Long End of the Curve Bears the Brunt
The 30-year Treasury bond yield rose roughly 3 basis points to 5.181% on Tuesday. The 10-year note, which acts as a reference rate for mortgages, auto loans, and credit cards, advanced nearly 4 basis points to 4.659%, a level last seen in January 2025. The shorter-dated 2-year note edged 1 basis point higher to 4.10%. Bond prices and yields move inversely, meaning investors are actively selling longer-duration debt.
Energy Shock Reignites Inflation Debate
The catalyst for the latest move is a surge in oil prices tied to the ongoing U.S.-Iran conflict. Inflation data released last week captured higher energy costs, spooking fixed income investors. Some traders are now pricing in the possibility that the Federal Reserve’s next policy move will be a rate increase rather than a cut.
Jefferies chief economist and strategist Mohit Kumar told CNBC’s Europe Early Edition that energy costs and fiscal pressures are the twin drivers of the global bond selloff. Even if a Middle East peace deal materialises, he argued, oil prices are unlikely to return to pre-conflict levels and could remain 25-30% higher over the next six months. Brent crude traded around $110 a barrel Tuesday, down about 1.5% on the session.
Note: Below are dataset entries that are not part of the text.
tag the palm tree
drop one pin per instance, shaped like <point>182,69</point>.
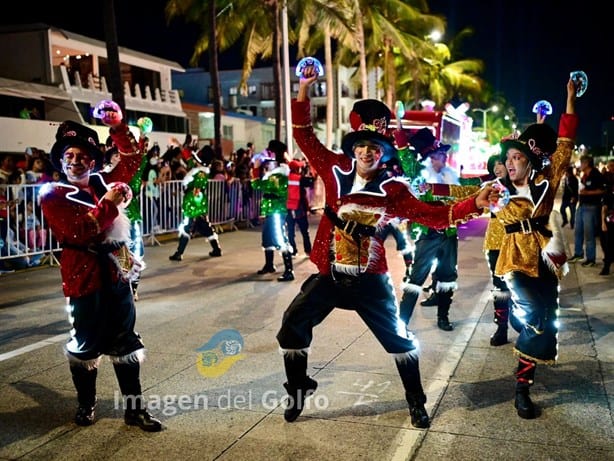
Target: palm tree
<point>319,22</point>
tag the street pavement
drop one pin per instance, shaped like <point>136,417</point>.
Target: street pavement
<point>214,374</point>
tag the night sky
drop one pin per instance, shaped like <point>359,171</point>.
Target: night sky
<point>528,46</point>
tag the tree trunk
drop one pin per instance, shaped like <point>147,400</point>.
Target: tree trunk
<point>330,88</point>
<point>215,82</point>
<point>360,39</point>
<point>277,82</point>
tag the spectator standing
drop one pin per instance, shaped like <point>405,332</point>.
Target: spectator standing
<point>298,206</point>
<point>569,199</point>
<point>84,216</point>
<point>591,188</point>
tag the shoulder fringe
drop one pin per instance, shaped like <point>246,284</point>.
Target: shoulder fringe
<point>554,253</point>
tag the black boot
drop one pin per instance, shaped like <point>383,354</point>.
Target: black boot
<point>216,251</point>
<point>135,413</point>
<point>409,371</point>
<point>524,380</point>
<point>268,267</point>
<point>443,308</point>
<point>183,243</point>
<point>299,386</point>
<point>85,384</point>
<point>135,287</point>
<point>407,305</point>
<point>288,274</point>
<point>502,312</point>
<point>431,300</point>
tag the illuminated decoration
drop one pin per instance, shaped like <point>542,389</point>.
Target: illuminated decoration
<point>427,104</point>
<point>418,185</point>
<point>309,62</point>
<point>399,110</point>
<point>459,111</point>
<point>580,80</point>
<point>504,197</point>
<point>125,191</point>
<point>195,201</point>
<point>145,124</point>
<point>109,112</point>
<point>542,107</point>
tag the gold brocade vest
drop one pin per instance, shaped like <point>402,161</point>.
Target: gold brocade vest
<point>520,251</point>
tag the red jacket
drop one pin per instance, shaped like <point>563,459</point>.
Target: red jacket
<point>381,200</point>
<point>78,218</point>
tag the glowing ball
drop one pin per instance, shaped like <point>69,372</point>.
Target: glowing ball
<point>580,79</point>
<point>504,197</point>
<point>109,112</point>
<point>309,62</point>
<point>145,124</point>
<point>542,107</point>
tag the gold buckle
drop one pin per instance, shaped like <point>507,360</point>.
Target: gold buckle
<point>350,227</point>
<point>525,226</point>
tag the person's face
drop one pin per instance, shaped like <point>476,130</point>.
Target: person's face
<point>77,163</point>
<point>518,166</point>
<point>438,161</point>
<point>8,163</point>
<point>368,156</point>
<point>38,165</point>
<point>500,170</point>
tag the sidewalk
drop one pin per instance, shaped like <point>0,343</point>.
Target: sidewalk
<point>231,411</point>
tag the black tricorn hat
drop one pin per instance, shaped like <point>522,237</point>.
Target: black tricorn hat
<point>369,120</point>
<point>425,144</point>
<point>350,139</point>
<point>71,133</point>
<point>537,142</point>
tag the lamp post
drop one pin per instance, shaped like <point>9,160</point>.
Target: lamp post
<point>484,119</point>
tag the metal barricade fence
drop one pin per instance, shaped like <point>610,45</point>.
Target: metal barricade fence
<point>26,241</point>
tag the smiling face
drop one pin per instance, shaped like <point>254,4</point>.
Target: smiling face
<point>368,156</point>
<point>518,167</point>
<point>499,169</point>
<point>77,163</point>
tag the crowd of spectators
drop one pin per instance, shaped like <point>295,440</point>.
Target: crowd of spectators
<point>24,237</point>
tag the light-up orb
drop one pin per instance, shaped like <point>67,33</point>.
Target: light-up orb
<point>145,124</point>
<point>580,80</point>
<point>309,62</point>
<point>542,107</point>
<point>108,111</point>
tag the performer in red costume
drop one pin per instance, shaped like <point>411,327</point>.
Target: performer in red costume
<point>84,215</point>
<point>361,198</point>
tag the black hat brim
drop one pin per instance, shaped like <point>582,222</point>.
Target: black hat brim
<point>348,141</point>
<point>57,151</point>
<point>535,161</point>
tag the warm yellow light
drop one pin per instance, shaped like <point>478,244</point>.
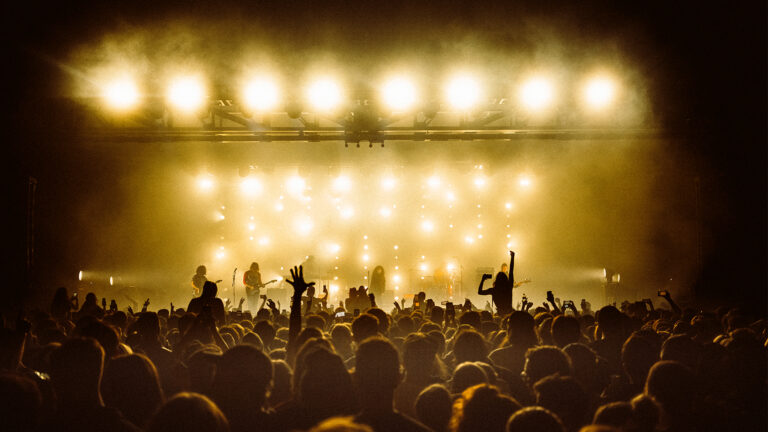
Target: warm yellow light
<point>324,94</point>
<point>537,94</point>
<point>599,92</point>
<point>121,94</point>
<point>342,184</point>
<point>295,185</point>
<point>428,226</point>
<point>186,94</point>
<point>347,212</point>
<point>399,93</point>
<point>304,226</point>
<point>388,183</point>
<point>261,94</point>
<point>251,186</point>
<point>205,183</point>
<point>463,92</point>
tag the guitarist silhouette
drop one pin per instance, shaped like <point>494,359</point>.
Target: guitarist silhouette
<point>253,285</point>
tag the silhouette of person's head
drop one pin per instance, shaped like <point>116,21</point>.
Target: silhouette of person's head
<point>364,326</point>
<point>433,407</point>
<point>482,407</point>
<point>325,387</point>
<point>534,419</point>
<point>131,384</point>
<point>340,424</point>
<point>470,346</point>
<point>76,369</point>
<point>189,412</point>
<point>615,414</point>
<point>377,371</point>
<point>673,386</point>
<point>681,348</point>
<point>544,361</point>
<point>209,289</point>
<point>565,330</point>
<point>241,370</point>
<point>419,356</point>
<point>466,375</point>
<point>521,330</point>
<point>565,397</point>
<point>637,356</point>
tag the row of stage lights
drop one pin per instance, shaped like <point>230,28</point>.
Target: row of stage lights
<point>189,93</point>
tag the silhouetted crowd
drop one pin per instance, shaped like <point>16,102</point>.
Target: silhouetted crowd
<point>420,367</point>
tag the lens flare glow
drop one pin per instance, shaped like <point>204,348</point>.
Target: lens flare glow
<point>121,94</point>
<point>205,183</point>
<point>295,185</point>
<point>342,184</point>
<point>186,94</point>
<point>399,93</point>
<point>463,92</point>
<point>537,94</point>
<point>261,94</point>
<point>599,92</point>
<point>251,186</point>
<point>324,94</point>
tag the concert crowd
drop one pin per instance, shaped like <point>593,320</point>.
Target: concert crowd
<point>361,366</point>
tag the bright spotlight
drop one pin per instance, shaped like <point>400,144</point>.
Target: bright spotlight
<point>463,92</point>
<point>304,226</point>
<point>324,94</point>
<point>295,185</point>
<point>260,94</point>
<point>428,226</point>
<point>250,186</point>
<point>599,92</point>
<point>186,94</point>
<point>537,94</point>
<point>121,94</point>
<point>205,183</point>
<point>342,184</point>
<point>347,212</point>
<point>399,94</point>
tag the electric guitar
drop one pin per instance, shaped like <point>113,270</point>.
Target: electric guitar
<point>521,283</point>
<point>254,289</point>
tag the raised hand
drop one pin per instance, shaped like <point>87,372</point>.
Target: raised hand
<point>297,282</point>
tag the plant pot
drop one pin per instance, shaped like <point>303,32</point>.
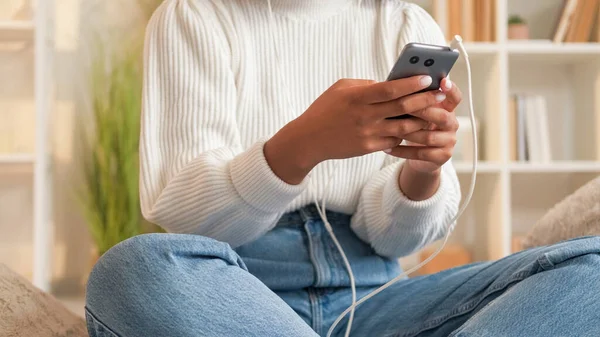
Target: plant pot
<point>518,32</point>
<point>94,256</point>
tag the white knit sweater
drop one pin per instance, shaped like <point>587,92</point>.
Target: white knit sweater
<point>213,95</point>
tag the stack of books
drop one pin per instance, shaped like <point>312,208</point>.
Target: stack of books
<point>529,134</point>
<point>474,20</point>
<point>578,22</point>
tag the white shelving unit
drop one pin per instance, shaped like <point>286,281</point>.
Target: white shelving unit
<point>37,32</point>
<point>511,196</point>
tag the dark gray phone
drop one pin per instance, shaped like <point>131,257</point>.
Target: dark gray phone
<point>424,59</point>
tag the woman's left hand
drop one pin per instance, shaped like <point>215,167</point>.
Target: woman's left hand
<point>428,149</point>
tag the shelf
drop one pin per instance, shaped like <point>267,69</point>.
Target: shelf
<point>556,167</point>
<point>16,30</point>
<point>553,52</point>
<point>17,158</point>
<point>482,167</point>
<point>481,48</point>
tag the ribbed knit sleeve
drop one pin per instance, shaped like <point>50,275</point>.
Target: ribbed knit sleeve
<point>195,175</point>
<point>394,225</point>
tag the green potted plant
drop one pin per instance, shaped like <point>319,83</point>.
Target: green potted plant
<point>109,193</point>
<point>517,28</point>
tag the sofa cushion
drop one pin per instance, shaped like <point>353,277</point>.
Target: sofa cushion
<point>576,215</point>
<point>25,311</point>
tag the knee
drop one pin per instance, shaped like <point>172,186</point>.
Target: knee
<point>138,271</point>
<point>578,255</point>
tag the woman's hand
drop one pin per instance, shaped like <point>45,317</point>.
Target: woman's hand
<point>427,150</point>
<point>349,119</point>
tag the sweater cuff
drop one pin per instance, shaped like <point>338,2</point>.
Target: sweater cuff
<point>256,183</point>
<point>397,204</point>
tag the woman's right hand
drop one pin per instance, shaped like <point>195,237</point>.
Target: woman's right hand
<point>349,119</point>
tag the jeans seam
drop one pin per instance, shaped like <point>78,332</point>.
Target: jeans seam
<point>96,320</point>
<point>315,306</point>
<point>467,307</point>
<point>455,332</point>
<point>312,251</point>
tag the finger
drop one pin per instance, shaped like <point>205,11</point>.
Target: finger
<point>400,127</point>
<point>432,138</point>
<point>392,90</point>
<point>443,119</point>
<point>436,155</point>
<point>383,143</point>
<point>408,104</point>
<point>453,95</point>
<point>352,82</point>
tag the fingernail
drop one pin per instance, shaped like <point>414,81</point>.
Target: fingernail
<point>426,81</point>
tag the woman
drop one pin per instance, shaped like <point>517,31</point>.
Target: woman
<point>244,111</point>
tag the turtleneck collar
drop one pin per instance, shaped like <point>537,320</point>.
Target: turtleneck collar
<point>309,9</point>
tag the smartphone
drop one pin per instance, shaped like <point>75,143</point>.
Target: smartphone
<point>424,59</point>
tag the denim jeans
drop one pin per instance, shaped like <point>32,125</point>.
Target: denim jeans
<point>291,282</point>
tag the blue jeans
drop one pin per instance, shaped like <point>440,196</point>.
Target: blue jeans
<point>291,283</point>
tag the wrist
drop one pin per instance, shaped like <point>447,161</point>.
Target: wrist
<point>418,185</point>
<point>289,155</point>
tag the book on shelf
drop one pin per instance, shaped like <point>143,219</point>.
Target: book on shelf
<point>529,133</point>
<point>577,21</point>
<point>463,150</point>
<point>474,20</point>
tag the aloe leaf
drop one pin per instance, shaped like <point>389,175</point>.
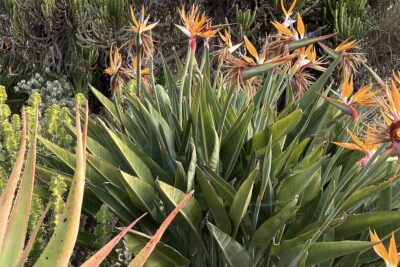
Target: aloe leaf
<point>234,253</point>
<point>217,209</point>
<point>15,233</point>
<point>145,253</point>
<point>7,196</point>
<point>99,256</point>
<point>32,238</point>
<point>60,247</point>
<point>241,201</point>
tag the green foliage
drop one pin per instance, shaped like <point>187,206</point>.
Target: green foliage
<point>105,222</point>
<point>267,180</point>
<point>57,188</point>
<point>346,16</point>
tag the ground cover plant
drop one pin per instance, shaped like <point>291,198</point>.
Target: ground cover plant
<point>265,156</point>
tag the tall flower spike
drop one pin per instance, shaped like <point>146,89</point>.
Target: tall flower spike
<point>351,59</point>
<point>390,256</point>
<point>226,47</point>
<point>347,100</point>
<point>116,81</point>
<point>227,42</point>
<point>131,72</point>
<point>396,77</point>
<point>289,32</point>
<point>140,26</point>
<point>258,58</point>
<point>368,147</point>
<point>288,13</point>
<point>307,58</point>
<point>196,24</point>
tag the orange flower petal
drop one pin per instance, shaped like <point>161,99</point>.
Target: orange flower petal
<point>348,146</point>
<point>300,26</point>
<point>393,258</point>
<point>250,47</point>
<point>282,29</point>
<point>346,45</point>
<point>380,249</point>
<point>347,88</point>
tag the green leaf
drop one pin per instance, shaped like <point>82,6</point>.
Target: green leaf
<point>270,227</point>
<point>145,252</point>
<point>264,68</point>
<point>359,223</point>
<point>163,254</point>
<point>15,233</point>
<point>276,131</point>
<point>140,192</point>
<point>308,41</point>
<point>309,97</point>
<point>233,141</point>
<point>234,253</point>
<point>242,199</point>
<point>297,181</point>
<point>325,251</point>
<point>217,209</point>
<point>214,158</point>
<point>131,158</point>
<point>191,213</point>
<point>61,244</point>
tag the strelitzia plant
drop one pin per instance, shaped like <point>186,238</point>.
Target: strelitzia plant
<point>368,147</point>
<point>390,256</point>
<point>143,42</point>
<point>270,189</point>
<point>114,71</point>
<point>348,101</point>
<point>290,32</point>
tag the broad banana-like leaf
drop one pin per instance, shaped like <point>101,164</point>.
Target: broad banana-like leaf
<point>215,205</point>
<point>242,199</point>
<point>233,140</point>
<point>235,254</point>
<point>359,223</point>
<point>163,255</point>
<point>145,253</point>
<point>325,251</point>
<point>269,228</point>
<point>99,256</point>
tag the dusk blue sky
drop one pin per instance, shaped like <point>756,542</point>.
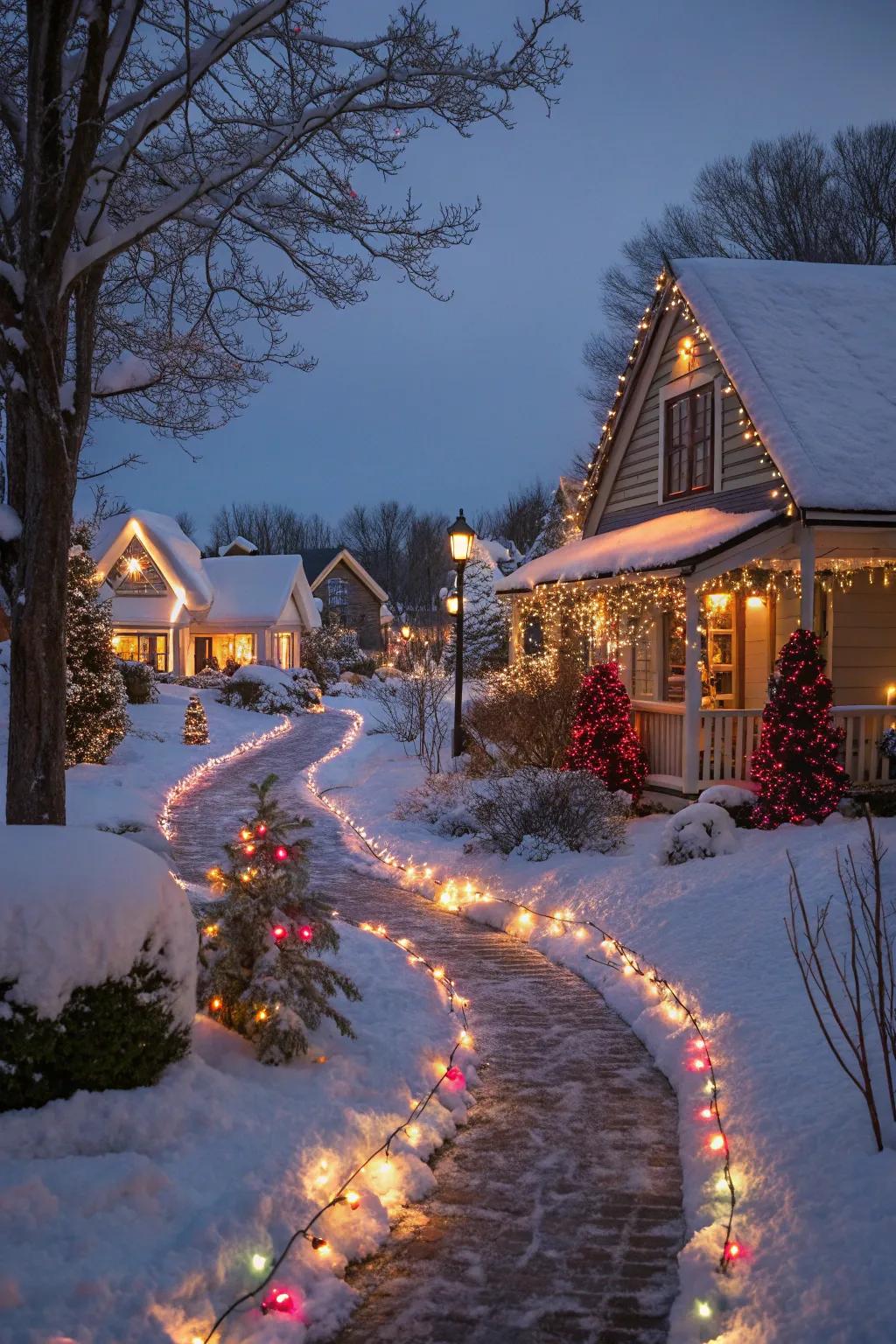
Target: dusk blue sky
<point>446,405</point>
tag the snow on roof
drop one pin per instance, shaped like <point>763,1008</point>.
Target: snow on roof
<point>812,351</point>
<point>657,543</point>
<point>254,589</point>
<point>238,546</point>
<point>170,547</point>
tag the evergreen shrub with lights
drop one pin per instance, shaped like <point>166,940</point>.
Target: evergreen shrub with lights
<point>195,724</point>
<point>797,764</point>
<point>118,1033</point>
<point>604,739</point>
<point>261,970</point>
<point>140,683</point>
<point>95,715</point>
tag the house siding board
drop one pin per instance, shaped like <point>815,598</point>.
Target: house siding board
<point>746,481</point>
<point>863,662</point>
<point>363,608</point>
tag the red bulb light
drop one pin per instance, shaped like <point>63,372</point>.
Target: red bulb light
<point>278,1300</point>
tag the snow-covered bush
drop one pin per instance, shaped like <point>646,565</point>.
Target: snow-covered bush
<point>738,802</point>
<point>97,965</point>
<point>333,648</point>
<point>699,831</point>
<point>550,810</point>
<point>269,690</point>
<point>140,682</point>
<point>442,802</point>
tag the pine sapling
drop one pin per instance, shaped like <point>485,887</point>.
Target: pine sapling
<point>195,724</point>
<point>261,972</point>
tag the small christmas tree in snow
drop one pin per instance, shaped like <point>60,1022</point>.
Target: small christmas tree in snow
<point>195,724</point>
<point>486,622</point>
<point>260,967</point>
<point>604,739</point>
<point>95,714</point>
<point>797,764</point>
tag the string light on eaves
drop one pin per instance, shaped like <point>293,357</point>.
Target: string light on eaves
<point>618,956</point>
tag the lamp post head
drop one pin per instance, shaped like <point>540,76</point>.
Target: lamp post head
<point>461,538</point>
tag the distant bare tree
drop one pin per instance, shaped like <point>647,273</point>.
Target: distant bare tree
<point>180,180</point>
<point>520,518</point>
<point>788,200</point>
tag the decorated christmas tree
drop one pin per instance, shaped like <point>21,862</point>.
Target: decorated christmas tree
<point>95,714</point>
<point>604,739</point>
<point>486,622</point>
<point>261,972</point>
<point>195,724</point>
<point>797,764</point>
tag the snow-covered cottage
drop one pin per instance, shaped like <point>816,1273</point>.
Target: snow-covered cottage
<point>745,484</point>
<point>176,611</point>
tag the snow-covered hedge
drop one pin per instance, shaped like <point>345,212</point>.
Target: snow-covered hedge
<point>270,690</point>
<point>97,965</point>
<point>532,812</point>
<point>699,831</point>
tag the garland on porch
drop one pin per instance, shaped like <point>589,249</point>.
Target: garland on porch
<point>456,894</point>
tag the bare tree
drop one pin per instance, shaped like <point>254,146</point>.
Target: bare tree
<point>788,200</point>
<point>180,179</point>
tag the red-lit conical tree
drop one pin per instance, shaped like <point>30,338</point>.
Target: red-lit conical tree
<point>797,764</point>
<point>604,739</point>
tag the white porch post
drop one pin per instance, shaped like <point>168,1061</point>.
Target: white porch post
<point>693,691</point>
<point>806,577</point>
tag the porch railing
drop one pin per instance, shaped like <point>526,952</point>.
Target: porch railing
<point>730,737</point>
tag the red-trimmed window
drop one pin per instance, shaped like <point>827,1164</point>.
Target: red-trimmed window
<point>688,444</point>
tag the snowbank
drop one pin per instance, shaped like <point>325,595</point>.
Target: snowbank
<point>78,907</point>
<point>816,1213</point>
<point>665,541</point>
<point>135,1218</point>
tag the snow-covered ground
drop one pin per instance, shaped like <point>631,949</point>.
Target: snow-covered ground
<point>816,1214</point>
<point>136,1216</point>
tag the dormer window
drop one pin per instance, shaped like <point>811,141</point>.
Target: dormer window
<point>688,458</point>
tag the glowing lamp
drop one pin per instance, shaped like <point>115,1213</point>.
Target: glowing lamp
<point>278,1300</point>
<point>461,538</point>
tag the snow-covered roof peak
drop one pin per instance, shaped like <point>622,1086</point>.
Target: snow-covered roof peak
<point>812,351</point>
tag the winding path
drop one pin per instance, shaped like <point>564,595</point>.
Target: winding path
<point>556,1214</point>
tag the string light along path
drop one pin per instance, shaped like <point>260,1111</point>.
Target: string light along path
<point>556,1214</point>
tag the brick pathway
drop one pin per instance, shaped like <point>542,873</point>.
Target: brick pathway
<point>556,1214</point>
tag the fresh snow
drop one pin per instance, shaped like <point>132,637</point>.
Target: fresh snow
<point>810,350</point>
<point>817,1206</point>
<point>78,907</point>
<point>657,543</point>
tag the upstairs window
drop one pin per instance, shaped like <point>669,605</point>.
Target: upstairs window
<point>688,444</point>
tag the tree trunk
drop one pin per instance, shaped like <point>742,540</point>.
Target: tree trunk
<point>40,489</point>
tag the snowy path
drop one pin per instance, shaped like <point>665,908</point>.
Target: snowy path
<point>557,1211</point>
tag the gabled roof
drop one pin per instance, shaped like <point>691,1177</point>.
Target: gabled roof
<point>665,542</point>
<point>170,547</point>
<point>256,589</point>
<point>324,561</point>
<point>812,353</point>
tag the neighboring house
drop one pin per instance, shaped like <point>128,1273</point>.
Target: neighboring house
<point>348,594</point>
<point>745,486</point>
<point>176,611</point>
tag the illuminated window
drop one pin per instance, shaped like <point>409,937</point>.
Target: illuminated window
<point>688,444</point>
<point>136,574</point>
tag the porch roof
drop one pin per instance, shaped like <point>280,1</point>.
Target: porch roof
<point>810,348</point>
<point>667,542</point>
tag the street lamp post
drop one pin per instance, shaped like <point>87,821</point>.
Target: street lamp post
<point>461,538</point>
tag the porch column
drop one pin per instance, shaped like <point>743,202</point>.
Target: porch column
<point>693,691</point>
<point>806,577</point>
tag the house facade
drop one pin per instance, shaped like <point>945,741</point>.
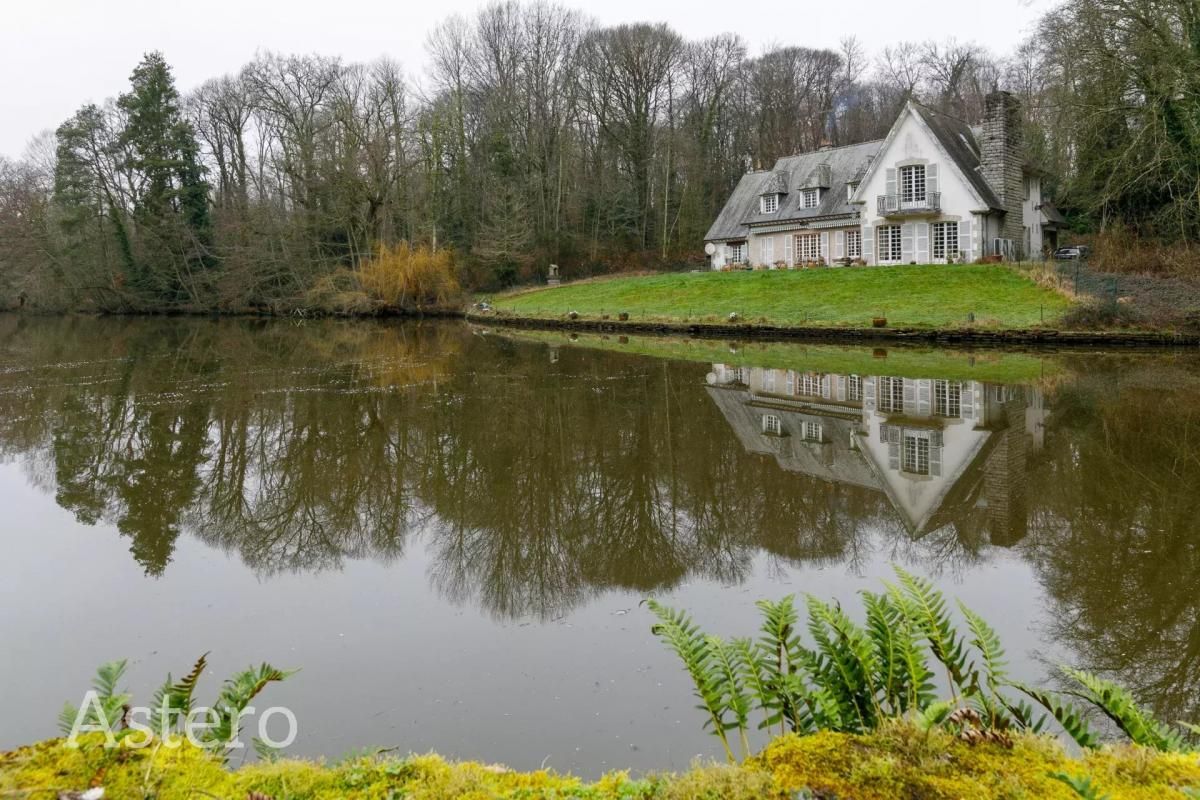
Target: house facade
<point>935,190</point>
<point>939,450</point>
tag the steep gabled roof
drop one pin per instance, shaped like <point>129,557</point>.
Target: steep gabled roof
<point>957,139</point>
<point>831,168</point>
<point>961,144</point>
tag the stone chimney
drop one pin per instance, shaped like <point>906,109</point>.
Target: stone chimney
<point>1003,160</point>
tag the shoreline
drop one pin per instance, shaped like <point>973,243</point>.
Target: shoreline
<point>984,337</point>
<point>1036,337</point>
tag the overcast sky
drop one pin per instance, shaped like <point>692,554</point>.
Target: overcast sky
<point>57,55</point>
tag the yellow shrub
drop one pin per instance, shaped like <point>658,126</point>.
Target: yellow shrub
<point>403,276</point>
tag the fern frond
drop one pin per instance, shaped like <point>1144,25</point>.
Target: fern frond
<point>235,696</point>
<point>845,663</point>
<point>1067,716</point>
<point>108,675</point>
<point>1119,705</point>
<point>1083,786</point>
<point>925,607</point>
<point>173,701</point>
<point>694,649</point>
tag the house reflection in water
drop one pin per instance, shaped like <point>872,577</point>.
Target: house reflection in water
<point>942,451</point>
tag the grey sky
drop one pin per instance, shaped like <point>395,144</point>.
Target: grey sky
<point>58,54</point>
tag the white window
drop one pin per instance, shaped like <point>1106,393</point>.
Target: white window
<point>912,184</point>
<point>855,389</point>
<point>916,452</point>
<point>892,395</point>
<point>948,398</point>
<point>767,250</point>
<point>889,244</point>
<point>946,240</point>
<point>808,247</point>
<point>853,244</point>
Kumar also warned that governments worldwide are likely to subsidise household fuel costs, requiring additional borrowing. That extra supply pressure is being felt most acutely at the long end of the yield curve.
A Pattern Spreading Across Global Debt Markets
The selloff is not confined to U.S. Treasurys. German 30-year bund yields stood at 3.684%, while Britain’s 30-year gilt yield nudged toward 5.773%. Japan’s 30-year sovereign yield struck a record high earlier this week. The breadth of the move underscores that inflation and deficit anxieties are a global phenomenon rather than a U.S.-specific story.
What It Means for Stocks and Consumers
A Bank of America fund manager survey published Tuesday found that 62% of respondents expect 30-year Treasury yields to eventually reach 6%, a level not seen since 1999. Elevated yields raise borrowing costs for households and compress equity valuations, adding fresh headwinds to a U.S. stock market already under pressure from the rate-spike environment.
Kumar cautioned that while markets are pricing hikes, tighter policy may not be warranted if slowing growth offsets the inflation rise.